AMD Releases AMD-135M, its First Small Language Model. Large language models (LLMs) such as GPT-4 and Llama have attracted a lot of interest in the rapidly changing field of artificial intelligence because to their remarkable skills in natural language synthesis and processing. Small language models (SLMs), on the other hand, are becoming more and more important in the AI model community and provide a special benefit for certain use situations.
AMD is presenting AMD-135M with Speculative Decoding, its very first Small language model. This study shows the dedication to an open strategy to AI, which will promote more inventive, moral, and inclusive technological advancement and guarantee that its advantages are more freely distributed and its difficulties are more cooperatively handled.
AMD-135M Models
The first AMD small language model is AMD-135M
The first Small language model for the Llama family, AMD-135M, was split into two models: AMD-Llama-135M and AMD-Llama-135M-code. It was trained entirely from scratch on AMD Instinct MI250 accelerators using 670B tokens.
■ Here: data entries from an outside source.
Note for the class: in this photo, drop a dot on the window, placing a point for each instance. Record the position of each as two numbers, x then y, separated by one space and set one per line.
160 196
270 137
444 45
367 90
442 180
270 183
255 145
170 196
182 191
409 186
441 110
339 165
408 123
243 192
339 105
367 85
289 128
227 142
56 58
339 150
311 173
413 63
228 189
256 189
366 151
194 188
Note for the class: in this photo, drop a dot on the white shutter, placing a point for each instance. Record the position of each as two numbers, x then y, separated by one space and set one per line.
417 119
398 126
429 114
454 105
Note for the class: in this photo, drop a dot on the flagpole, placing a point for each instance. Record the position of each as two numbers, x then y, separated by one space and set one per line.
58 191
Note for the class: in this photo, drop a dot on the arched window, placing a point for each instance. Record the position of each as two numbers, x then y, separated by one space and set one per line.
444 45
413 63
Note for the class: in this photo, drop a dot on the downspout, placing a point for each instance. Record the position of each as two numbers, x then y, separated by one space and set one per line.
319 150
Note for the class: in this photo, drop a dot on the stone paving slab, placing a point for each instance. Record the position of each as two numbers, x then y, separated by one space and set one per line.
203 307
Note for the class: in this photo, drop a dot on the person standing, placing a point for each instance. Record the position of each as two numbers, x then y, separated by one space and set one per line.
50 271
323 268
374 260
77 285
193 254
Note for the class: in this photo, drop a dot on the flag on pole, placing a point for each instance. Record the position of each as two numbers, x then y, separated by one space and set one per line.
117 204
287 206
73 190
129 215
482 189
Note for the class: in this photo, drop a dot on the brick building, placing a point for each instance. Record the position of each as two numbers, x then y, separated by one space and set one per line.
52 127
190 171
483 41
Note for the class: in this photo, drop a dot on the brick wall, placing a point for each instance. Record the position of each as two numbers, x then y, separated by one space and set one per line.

Pretraining: Using four MI250 nodes, 670 billion tokens of general data were used to train the AMD-Llama-135M model from scratch over the course of six days.
- AMD-Llama-135M: AMD used 670B general data to train the model from scratch on the MI250 accelerator. Pretraining AMD-Llama-135M on four MI250 nodes, each with four MI250 accelerators (each with eight virtual GPU cards and 64G of RAM), took us six full days.
Code Finetuning: Using the same hardware, an extra 20 billion tokens of code data were added to the AMD-Llama-135M-code version, which took four days to complete.
- AMD-code Llama-135M: It improved the AMD-Llama-135M further by adding 20B code data tokens to make it more precise and enable a certain code mode. The AMD-Llama-135M-code tuning process required four full days on four MI250 accelerators.
- Code Dataset: To refine the 135M pretrained model, AMD used the Python part of the StarCoder dataset. The StarCoder dataset, which contains data from GitHub Issues, Jupyter notebooks, and GitHub contributions, totals over 250B tokens and consists of 783GB of code spanning 86 programming languages. Specifically, they concentrated on the Python programming language.
To enable developers to replicate the model and assist in training further SLMs and LLMs, the training code, dataset, and weights for this model are made available as open source.
Enhancement using Speculative Decoding
An autoregressive method is usually used for inference in large language models. This method’s primary drawback is that it can only produce one token each forward pass, which has a negative impact on total inference speed and memory access efficiency.
This issue has been resolved with the development of speculative decoding. The primary idea is to build a collection of candidate tokens using a tiny draft model and then validate them with a bigger target model. By generating several tokens on each forward pass without sacrificing performance, this method dramatically lowers the amount of memory access required and enables speed increases of many orders of magnitude.
Acceleration of Inference Performance
It evaluated the inference performance with and without speculative decoding on the MI250 accelerator for data centers and the Ryzen AI processor (with NPU) for AI PCs, using AMD-Llama-135M-code as a draft model for CodeLlama-7b. In comparison to the inference without speculative decoding, it saw speedups on the Instinct MI250 accelerator, Ryzen AI CPU, and Ryzen AI NPU for the specific setups that it evaluated utilizing AMD-Llama-135M-code as the draft model. On certain AMD systems, the AMD-135M SLM provides an end-to-end workflow that includes both training and inferencing.
In summary
AMD-135M SLM creates a complete workflow on AMD GPU accelerators and Ryzen AI processors that includes both training and inferencing. In order to achieve optimal performance in the data center as well as on power-limited edge devices like AI PC, this model helps ensure compliance with developer usability criteria by offering a reference implementation that follows best practices for model construction, pretraining, and deployment on AMD platforms. AMD is committed to providing new models to the open-source community, and it looks forward to seeing what ideas arise from this group.